MAN clears its table

Around six months after investigators had made raids on utility-vehicle maker MAN SE throughout Germany, the corruption scandal that relates to the years from 2002 through 2009, in which suspicious payments amounting to 51.6 million were shown, is more or less over for the firm. In early December the Munich regional court and public prosecutors found that the two MAN group divisions Utility Vehicles and Turbo each had to pay €75.3 million in fines, for a total of €150.6 million. The compliance structure in the Utility Vehicles division had been defective, and the infringement of the supervision obligation was a breach of administrative regulations, said the court in justifying the fine. Altogether, over a hundred people were accused of having been involved in bribery payments. However, investigations are still going on in relation to individuals possibly liable for fines. In the course of the internal investigations in 80 suspicious cases, 20 MAN employees and the whole management of utility sales around Peter Erichreineke had to go. The company is now looking into whether the fine imposed and the internal investigation cost amounting to 50 million euros can be got back from its former directors by way of compensation payments.

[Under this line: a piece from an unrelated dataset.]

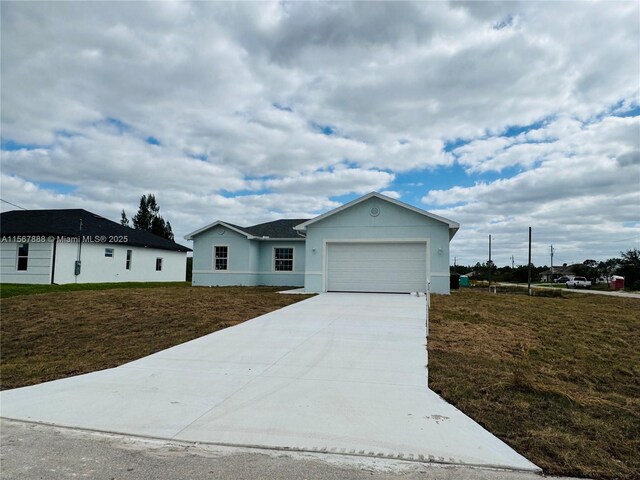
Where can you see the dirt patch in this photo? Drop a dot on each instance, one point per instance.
(556, 378)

Blackrock heavily involved in the DAX

With the takeover of BGI, Blackrock has at a stroke become a major shareholder in several German companies. The British bank Barclays, heavily affected by the financial crisis, had sold the division in June this year to the US asset manager for some 13.5 billion dollars. Blackrock now holds 5.46% of Deutsche Börse, 5.45% of the Lufthansa shares, 5.4% of BASF, 4.93% of the shares in Adidas, 4.86% in Allianz, 4.58% in Munich Re, 4.8% in E.ON, 4.57% in RWE and 4.55% in MAN. Apart from this, the Americans have holdings in Dax companies K+S (3.24%), SAP (3.21%), Linde (3.23%) and Daimler (3.9%). In the next-lower index MDAX, Blackrock now even holds 10.07% of Gea Group, and 7.04% of the shares of HeidelbergCement. The company has further holdings in Sky Deutschland (3.26%), Bilfinger Berger (5.25%), Aurubis (5.56%), Klöckner & Co (5.61%) and Rhön-Klinikum (3.43%). Additionally, the Americans now have over 3.44% of TecDax company Solarworld.

Conti reschedules its debts

The automotive supplier, in debt for some 9.5 billion, has come to agreement with its 50 or so banks for a postponement of payments on its loan due in August 2010 for up to two years. Conti will – probably in January 2010 - raise its capital by around 1 billion euros. The banks will then make initially some 2.5 billion euros available.

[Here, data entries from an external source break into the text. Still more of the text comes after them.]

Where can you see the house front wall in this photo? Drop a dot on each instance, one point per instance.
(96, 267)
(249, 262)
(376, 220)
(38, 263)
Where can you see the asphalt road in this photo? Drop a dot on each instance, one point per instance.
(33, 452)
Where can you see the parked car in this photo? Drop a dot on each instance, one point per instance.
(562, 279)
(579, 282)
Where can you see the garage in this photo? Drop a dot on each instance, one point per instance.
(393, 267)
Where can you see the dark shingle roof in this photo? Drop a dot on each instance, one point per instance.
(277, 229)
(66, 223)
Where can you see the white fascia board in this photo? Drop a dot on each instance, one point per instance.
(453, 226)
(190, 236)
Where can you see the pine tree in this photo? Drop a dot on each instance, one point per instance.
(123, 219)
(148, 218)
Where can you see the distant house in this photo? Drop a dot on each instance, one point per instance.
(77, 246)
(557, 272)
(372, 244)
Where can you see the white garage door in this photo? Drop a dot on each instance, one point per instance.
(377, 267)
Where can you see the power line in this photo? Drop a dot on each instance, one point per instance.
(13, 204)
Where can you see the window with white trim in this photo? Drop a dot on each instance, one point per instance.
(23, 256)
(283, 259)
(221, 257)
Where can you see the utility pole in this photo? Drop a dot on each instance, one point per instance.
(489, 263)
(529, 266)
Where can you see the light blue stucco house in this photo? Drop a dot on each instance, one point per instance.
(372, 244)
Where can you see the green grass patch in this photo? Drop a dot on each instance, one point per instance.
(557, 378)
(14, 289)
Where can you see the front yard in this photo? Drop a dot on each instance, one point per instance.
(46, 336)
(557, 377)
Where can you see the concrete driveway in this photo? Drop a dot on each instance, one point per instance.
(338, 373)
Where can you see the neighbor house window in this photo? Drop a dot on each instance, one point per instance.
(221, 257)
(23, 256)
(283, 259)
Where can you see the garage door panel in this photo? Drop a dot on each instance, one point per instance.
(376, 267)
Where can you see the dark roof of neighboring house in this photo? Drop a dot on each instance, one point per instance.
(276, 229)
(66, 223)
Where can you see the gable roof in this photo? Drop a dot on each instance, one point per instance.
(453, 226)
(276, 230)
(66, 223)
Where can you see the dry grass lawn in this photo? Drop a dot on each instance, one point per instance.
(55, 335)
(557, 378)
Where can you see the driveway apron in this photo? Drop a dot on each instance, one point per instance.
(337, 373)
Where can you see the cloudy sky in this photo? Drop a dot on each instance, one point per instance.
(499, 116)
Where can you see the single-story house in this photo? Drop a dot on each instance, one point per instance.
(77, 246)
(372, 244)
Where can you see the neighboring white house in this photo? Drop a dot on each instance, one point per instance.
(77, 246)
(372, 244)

Salzgitter raises its stake in Aurubis

Salzgitter has raised its holding in Aurubis from 23.2% to 25.3%. As the leading European copper producer stated on 16 December, the steel firm held on 15 December 25.260% of the voting rights through its subsidiary Salzgitter Mannesmann. According to earlier statements, an increase up to 29.9% is conceivable.

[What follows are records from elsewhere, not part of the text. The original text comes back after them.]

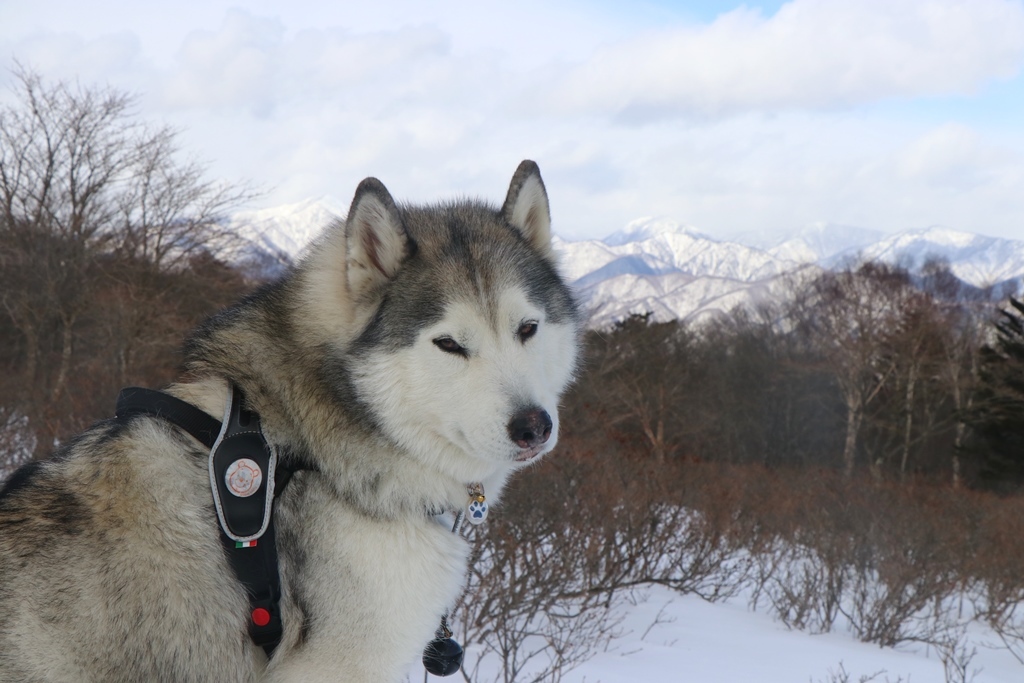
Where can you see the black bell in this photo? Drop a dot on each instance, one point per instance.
(442, 656)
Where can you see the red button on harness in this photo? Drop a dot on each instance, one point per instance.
(261, 616)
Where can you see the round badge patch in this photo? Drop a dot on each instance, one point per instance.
(244, 477)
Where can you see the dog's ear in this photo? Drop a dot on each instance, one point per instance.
(526, 207)
(377, 243)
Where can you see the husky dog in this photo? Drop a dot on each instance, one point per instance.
(414, 352)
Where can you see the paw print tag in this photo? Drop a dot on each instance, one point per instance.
(476, 510)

Post sector receives exemption from turnover tax

Competition on the German postal market is in the view of the monopoly commission “miserable”. Deutsche Post will nonetheless continue in future to receive its controversial turnover-tax privilege for a part of its services. Additionally, however, competitors would also become entitled to turnover-tax exemption for letters and packages. This emerges from a decision by the Federal Cabinet on 15 December.

BaFin criticizes Merck

Merck has to make disclosures, ordered by the Federal Financial Services Oversight Institution (BaFin), for errors in its annual accounts for 2008. The German Accounting Centre criticized the forecast report of the Darmstadt family firm as inadequate. The pharmaceuticals group had devoted only eleven lines to explaining that because of the “un-assessable” economic environment no quantitative or qualitative statements on trends were possible. The capital market had thus been deprived of “information of relevance to decisions” on future developments, said BaFin. Merck has lodged objections.